Foi sua segunda estadia na Rússia em seis meses. Terça -feira, 20 de maio, o comissário coronel Ousmane Abarchi, o ministro das Minas de Nígervisitou o pavilhão do Atom em Moscou, um grande edifício dedicado à tecnologia nuclear russa. Dois dias depois, ele estava em São Petersburgo para participar de um fórum de ecologia, após o qual conversou com o ministro da Minas da Rússia, Dmitry Tetenkin. Os dois homens mencionaram a cooperação de mineração entre seus dois países, especialmente no campo do urânio, dos quais o Níger é um dos principais produtores do mundo.
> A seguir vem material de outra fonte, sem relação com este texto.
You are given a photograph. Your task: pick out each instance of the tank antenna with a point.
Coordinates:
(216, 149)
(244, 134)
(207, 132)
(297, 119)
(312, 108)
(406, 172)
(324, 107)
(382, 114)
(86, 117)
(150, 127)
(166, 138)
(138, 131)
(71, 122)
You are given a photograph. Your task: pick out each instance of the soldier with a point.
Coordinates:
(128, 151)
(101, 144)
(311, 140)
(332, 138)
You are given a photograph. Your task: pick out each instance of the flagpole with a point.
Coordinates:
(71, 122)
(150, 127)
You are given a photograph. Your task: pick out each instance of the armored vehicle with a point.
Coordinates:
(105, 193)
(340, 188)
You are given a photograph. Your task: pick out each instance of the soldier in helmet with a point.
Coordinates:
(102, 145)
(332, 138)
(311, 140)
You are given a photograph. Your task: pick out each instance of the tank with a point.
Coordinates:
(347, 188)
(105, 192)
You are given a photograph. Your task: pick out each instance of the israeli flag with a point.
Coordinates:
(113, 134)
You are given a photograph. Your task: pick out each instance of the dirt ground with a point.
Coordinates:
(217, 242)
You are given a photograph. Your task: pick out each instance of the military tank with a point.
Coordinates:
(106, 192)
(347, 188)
Nos últimos meses, as reuniões entre autoridades russas e nigerianas relacionadas à sua colaboração nesse setor estratégico estão aumentando. Moscow intends to take advantage of the space left vacant by France, which has become persona non grata since General Abdourahamane Tiani’s junta took power in Niamey, in July 2023. Collateral victim of this putsch: the company Orano, ex-AREVA, more than 90 % owned by the State and which provided French nuclear power plants with Nigerian uranium since 1971. 2012 and 2022, out of the 88.200 toneladas de urânio natural importado na França, 20 % vieram do Níger.